Umschlagfoto  -- Aléa Torik  --  Das Geräusch des Werdens "Mein Großvater stellte nicht einfach Schuhe her und reparierte sie im Bedarfsfall, wie der Schneider Hosen oder Jacken herstellte und reparierte oder der Tischler Tische und Stühle. Er fertigte Schuhe für den Lebensweg an, für die Strecke zwischen Geburt und Tod, die ein jeder in seiner Weise beschritt."

Es gibt Bücher, die man liest und die danach mehr oder weniger schnell aus dem persönlichen literarischen Langzeitgedächtnis verschwinden. Es gibt allerdings auch Bücher, und der Debutroman Das Geräusch des Werdens von Aléa Torik gehört auf alle Fälle dazu, die hinterlassen einen bleibenden Eindruck beim Leser. Die Autorin, 1983 in Siebenbürgen, Rumänien geborenen, erzählt in großartigen und einfühlsamen Bildern von der Sehnsucht nach Heimat, vom Bleiben, vom Weggehen und von der Suche nach dem richtigen Leben.

Marijan stammt aus dem kleinen Karpatendorf Mãrginime und stellt in einer Berliner Galerie zum ersten Mal seine Fotografien aus. Anlässlich dieser Vernissage ist das Publikum neugierig darauf, die ausgestellten Fotos des Künstlers zu sehen, denn Marijan ist seit seiner Jugend blind. Zur Eröffnung hält er eine Rede und diese einleitenden Worte bilden den inhaltlichen Rahmen dieses Romans.

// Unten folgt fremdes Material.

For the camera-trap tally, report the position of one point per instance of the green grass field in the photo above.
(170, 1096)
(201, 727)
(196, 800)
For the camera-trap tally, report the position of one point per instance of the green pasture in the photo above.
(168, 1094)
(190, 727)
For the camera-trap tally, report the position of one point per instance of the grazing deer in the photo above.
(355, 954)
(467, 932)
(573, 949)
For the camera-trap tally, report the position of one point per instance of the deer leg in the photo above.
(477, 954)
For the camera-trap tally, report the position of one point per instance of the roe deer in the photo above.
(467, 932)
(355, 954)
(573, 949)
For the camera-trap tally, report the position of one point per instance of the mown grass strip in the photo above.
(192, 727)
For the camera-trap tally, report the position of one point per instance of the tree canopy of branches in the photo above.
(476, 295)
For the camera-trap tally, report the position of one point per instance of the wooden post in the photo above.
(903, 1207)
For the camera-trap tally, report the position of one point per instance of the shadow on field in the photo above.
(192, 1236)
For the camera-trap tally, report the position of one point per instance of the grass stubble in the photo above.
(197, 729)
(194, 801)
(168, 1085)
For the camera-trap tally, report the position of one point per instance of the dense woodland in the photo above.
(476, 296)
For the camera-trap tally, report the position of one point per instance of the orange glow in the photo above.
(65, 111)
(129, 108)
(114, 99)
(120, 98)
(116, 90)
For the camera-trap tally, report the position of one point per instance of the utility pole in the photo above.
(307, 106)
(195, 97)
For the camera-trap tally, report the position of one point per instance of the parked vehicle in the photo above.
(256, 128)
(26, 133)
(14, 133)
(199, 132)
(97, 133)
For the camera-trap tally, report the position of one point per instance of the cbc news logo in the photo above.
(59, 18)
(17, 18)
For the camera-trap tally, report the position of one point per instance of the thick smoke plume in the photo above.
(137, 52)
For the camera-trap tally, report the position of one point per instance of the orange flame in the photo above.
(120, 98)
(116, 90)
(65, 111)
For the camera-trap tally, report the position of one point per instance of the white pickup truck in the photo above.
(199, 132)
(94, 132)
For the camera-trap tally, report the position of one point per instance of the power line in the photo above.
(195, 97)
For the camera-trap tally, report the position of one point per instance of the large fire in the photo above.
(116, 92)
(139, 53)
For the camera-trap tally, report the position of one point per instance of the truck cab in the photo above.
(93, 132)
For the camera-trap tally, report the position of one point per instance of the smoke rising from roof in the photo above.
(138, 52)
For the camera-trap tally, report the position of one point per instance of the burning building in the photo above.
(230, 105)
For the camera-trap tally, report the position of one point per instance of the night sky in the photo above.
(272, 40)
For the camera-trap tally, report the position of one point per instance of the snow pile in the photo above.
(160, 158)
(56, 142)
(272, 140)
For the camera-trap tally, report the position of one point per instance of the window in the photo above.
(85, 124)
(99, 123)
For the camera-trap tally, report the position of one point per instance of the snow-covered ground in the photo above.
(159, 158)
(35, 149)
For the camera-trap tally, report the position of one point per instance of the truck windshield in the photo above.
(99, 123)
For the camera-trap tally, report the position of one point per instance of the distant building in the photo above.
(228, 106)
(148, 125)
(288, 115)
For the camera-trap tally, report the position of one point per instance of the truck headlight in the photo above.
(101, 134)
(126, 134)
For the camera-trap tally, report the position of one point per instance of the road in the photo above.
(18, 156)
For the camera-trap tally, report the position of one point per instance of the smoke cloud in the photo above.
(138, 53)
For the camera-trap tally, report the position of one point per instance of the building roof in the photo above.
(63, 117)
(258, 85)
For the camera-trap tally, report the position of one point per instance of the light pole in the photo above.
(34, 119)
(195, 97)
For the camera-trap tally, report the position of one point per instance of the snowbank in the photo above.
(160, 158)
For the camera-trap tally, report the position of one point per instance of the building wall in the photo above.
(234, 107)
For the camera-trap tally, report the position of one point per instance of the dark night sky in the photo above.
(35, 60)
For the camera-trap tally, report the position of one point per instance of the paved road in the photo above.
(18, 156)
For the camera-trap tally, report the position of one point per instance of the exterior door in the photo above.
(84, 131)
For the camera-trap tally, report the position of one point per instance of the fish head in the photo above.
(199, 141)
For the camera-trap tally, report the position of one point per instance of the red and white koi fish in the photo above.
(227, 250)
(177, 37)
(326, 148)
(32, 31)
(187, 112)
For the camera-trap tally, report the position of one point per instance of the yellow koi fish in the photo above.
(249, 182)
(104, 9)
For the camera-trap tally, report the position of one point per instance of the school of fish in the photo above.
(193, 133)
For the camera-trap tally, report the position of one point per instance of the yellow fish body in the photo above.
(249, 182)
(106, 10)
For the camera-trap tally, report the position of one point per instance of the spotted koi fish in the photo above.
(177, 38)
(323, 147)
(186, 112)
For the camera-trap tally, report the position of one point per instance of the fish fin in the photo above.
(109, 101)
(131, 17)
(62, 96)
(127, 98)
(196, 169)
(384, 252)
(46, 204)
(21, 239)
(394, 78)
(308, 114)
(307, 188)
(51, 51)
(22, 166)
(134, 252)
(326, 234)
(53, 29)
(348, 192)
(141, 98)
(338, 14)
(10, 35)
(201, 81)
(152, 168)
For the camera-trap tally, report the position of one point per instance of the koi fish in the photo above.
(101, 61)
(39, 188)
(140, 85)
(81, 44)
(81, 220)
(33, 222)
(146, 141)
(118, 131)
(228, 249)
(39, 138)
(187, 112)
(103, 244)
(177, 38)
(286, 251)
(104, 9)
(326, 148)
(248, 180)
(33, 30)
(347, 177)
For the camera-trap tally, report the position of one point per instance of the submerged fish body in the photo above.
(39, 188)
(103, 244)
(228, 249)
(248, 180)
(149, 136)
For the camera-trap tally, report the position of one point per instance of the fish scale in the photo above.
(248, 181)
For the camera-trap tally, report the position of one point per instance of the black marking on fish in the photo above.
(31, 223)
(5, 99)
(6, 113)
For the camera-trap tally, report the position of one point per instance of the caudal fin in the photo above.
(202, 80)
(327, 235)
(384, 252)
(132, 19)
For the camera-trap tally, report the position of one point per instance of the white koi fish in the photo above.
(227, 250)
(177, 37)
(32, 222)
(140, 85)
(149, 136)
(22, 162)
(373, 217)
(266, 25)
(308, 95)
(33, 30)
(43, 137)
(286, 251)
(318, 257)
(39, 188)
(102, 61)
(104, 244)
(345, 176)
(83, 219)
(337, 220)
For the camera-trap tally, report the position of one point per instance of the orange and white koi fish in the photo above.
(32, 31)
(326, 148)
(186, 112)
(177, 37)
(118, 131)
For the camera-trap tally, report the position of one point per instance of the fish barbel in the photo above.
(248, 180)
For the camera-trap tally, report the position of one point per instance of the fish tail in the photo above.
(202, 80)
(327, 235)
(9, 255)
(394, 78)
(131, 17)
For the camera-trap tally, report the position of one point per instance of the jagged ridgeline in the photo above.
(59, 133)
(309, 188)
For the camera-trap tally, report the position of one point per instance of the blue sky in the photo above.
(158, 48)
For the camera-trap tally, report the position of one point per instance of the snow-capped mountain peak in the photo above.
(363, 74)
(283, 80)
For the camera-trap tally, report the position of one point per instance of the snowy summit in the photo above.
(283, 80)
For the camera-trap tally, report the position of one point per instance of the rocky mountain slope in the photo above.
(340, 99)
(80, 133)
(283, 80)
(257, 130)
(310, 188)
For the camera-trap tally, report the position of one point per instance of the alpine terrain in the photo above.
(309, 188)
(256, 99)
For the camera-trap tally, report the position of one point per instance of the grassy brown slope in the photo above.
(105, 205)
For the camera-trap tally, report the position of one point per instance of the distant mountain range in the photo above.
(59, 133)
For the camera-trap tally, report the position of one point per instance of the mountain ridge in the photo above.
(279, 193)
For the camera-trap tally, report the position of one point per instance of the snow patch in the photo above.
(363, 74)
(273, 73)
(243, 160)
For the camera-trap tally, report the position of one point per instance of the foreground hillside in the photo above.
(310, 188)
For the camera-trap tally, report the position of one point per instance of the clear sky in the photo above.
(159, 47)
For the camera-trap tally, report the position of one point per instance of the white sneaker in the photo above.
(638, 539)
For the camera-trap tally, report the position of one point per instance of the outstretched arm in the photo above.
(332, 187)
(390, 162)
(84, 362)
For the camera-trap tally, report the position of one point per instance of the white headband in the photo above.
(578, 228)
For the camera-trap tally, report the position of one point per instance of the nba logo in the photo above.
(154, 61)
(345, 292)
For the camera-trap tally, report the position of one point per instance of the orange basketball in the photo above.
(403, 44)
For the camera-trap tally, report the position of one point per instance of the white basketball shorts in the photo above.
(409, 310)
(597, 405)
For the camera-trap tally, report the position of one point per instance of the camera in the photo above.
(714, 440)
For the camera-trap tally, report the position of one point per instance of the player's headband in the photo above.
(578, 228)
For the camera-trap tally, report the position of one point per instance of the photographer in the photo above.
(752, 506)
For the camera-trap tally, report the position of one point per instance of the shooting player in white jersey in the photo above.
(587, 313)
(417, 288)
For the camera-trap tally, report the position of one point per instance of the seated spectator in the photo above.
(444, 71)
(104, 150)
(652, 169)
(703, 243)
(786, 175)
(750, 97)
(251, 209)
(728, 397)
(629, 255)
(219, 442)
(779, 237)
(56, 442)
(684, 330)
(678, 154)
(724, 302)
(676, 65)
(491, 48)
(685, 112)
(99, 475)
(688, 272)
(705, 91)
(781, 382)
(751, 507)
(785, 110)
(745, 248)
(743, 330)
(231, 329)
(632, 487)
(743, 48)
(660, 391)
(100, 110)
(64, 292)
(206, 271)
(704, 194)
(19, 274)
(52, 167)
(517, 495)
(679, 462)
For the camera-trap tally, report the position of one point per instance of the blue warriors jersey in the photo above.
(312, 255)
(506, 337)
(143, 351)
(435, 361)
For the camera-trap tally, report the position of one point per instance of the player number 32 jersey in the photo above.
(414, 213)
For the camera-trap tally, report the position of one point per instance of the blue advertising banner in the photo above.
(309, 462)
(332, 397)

In Mãrginime geht das Leben seinen seit Generationen gewohnten Gang. Hier war die Heimat, hier war der Ort, den man nicht hinterfragen musste. Der Punkt, an dem man geboren wurde, heiratete, Kinder bekam und auch starb. Diese Kontinuität wurde unterbrochen durch den Beginn einer neuen Ära. "Diese Harmonie wurde gestört, als man anfing, glücklich sein zu wollen." Der Einbruch der Moderne in die gelebten Strukturen des Dorfes bringt auch die Bewohner, besonders die jüngeren, dazu, ihre individuelle Verortung im Raum und in der Zeit zu überdenken.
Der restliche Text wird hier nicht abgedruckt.